Of course, the assumption that it's within Hanson's authority to police whom black people accept as a member of the community is itself a noxious form of paternalism. His argument doesn't actually work if white people don't get to decide for black people what being black means. It is perhaps, the first time ever that someone has argued that being "at ease" with white conservatives is proof of how authentically black you are, but you work with what you got.

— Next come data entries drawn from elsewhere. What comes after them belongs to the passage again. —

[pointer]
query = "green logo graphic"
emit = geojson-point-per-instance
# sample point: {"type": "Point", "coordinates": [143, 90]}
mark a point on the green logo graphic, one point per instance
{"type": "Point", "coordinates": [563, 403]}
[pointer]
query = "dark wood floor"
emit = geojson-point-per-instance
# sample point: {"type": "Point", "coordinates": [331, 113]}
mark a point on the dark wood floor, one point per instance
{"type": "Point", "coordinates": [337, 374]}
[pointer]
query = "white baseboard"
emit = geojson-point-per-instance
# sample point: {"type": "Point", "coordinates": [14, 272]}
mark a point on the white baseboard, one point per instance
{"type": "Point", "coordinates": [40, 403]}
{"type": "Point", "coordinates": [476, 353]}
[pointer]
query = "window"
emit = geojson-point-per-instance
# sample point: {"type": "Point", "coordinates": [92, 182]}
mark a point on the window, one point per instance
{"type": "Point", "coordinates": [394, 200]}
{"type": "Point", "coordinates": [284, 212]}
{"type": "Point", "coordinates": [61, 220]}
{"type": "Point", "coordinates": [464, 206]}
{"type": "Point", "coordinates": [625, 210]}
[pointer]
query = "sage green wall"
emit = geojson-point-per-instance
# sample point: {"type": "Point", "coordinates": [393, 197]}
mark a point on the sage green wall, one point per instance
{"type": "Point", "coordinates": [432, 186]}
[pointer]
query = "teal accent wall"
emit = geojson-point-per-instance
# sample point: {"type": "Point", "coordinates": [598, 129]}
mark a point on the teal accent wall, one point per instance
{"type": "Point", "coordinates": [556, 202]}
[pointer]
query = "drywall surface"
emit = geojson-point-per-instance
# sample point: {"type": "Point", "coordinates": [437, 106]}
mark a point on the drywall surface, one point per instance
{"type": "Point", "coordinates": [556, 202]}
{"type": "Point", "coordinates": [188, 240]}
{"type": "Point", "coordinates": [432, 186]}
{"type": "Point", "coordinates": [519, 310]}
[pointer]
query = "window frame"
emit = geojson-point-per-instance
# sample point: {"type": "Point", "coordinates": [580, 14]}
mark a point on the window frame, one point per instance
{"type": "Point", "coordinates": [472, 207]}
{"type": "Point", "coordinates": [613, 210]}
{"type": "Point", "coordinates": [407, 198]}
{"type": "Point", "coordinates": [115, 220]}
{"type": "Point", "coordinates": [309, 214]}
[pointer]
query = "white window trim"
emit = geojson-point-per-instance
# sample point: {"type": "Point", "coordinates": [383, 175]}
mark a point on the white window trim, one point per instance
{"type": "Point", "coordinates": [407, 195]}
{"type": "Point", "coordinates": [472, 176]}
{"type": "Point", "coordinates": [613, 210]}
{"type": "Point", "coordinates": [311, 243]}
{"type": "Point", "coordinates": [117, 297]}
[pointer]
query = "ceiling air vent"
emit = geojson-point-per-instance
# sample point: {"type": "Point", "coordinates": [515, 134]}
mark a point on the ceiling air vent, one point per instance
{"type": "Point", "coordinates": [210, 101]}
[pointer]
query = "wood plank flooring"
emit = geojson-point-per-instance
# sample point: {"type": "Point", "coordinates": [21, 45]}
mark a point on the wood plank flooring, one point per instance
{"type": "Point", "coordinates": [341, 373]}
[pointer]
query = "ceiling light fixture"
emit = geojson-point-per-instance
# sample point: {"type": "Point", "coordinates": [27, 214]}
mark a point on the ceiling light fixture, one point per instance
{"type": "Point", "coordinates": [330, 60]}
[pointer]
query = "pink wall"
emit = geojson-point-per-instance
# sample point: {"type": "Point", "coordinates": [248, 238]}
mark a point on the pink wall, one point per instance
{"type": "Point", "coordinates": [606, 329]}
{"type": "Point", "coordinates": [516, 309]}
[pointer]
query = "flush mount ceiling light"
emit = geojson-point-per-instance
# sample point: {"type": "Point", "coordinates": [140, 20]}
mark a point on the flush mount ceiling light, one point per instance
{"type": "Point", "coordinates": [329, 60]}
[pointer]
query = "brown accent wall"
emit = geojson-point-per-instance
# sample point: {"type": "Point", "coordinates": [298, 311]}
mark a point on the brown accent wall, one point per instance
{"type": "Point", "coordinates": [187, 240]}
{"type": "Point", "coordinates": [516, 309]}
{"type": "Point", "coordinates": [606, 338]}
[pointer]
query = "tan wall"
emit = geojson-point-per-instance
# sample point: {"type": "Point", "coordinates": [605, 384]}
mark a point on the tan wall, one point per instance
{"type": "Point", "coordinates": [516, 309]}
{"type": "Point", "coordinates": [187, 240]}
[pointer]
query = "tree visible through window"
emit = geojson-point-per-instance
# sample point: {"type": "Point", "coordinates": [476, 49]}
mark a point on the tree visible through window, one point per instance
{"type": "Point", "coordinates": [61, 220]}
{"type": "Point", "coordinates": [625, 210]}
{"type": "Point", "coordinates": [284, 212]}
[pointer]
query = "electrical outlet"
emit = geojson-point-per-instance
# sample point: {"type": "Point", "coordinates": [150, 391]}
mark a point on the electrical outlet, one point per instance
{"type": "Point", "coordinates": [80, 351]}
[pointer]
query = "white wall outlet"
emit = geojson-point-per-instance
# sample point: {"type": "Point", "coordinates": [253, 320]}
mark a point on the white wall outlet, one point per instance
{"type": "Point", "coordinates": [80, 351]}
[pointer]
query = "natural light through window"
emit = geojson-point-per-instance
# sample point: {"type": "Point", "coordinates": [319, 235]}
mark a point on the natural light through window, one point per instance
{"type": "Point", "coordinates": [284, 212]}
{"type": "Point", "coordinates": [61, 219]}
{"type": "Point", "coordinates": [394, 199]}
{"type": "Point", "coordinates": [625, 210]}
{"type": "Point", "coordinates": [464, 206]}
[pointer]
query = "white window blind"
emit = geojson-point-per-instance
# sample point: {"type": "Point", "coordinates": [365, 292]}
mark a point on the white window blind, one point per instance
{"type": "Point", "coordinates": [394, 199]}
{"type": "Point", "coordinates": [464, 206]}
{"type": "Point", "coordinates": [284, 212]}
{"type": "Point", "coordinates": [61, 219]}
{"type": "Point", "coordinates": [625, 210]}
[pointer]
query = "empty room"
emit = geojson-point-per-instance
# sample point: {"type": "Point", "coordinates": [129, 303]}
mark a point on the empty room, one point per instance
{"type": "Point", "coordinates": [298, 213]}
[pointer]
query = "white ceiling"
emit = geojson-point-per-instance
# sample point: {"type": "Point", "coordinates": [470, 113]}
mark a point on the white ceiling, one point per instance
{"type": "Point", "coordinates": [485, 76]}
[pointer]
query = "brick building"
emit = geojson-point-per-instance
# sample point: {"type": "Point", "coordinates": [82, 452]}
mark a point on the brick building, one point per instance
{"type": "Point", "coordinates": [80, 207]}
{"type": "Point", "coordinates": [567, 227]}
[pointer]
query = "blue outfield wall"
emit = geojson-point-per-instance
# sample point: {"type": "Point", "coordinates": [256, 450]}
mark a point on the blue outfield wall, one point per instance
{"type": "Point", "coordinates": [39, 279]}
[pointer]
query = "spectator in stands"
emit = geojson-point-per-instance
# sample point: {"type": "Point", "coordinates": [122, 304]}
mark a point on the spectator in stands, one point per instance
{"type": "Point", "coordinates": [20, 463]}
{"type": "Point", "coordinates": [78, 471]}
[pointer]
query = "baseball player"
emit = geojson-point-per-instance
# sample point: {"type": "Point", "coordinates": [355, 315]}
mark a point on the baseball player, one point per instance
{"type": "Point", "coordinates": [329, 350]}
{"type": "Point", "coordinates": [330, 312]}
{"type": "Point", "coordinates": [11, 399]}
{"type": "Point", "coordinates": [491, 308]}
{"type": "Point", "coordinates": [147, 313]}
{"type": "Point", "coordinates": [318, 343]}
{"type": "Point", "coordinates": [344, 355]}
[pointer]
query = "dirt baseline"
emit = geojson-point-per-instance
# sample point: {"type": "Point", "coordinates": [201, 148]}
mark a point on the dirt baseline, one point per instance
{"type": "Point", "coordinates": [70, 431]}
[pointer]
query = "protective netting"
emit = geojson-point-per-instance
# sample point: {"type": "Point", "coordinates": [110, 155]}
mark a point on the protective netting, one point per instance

The comparison between Cain and Obama isn't so much "volatile" as it is flattering to conservatives who, having latched onto Cain as a racial alibi, an explanation for the fact that the party of Lincoln hasn't broken 20 percent of the black vote since Richard Nixon, desperately need a symbolic figure of racial absolution. The only time conservatives aren't using trite arguments about black authenticity as an explanation for ongoing racial disparities is when they're relying on them to show everyone how well they understand the soul of the Negro. Hanson doesn't bother to explain how it is that the overwhelming majority of black people haven't discerned that Barack Obama is a fraud and that Herman Cain is the second coming of Marcus Garvey, but that's because their "brainwashed" opinions don't actually matter. The sole purpose of establishing Cain's racial authenticity, premised as it is on Hanson's rather limited view of what constitutes "the black experience," is for Hanson to flatter himself and his ideological allies as racially enlightened.
As we know, the relevant locus point for thinking about Blackness in America is a Black politician whose support amongst the Black community hovers around the Planck Constant.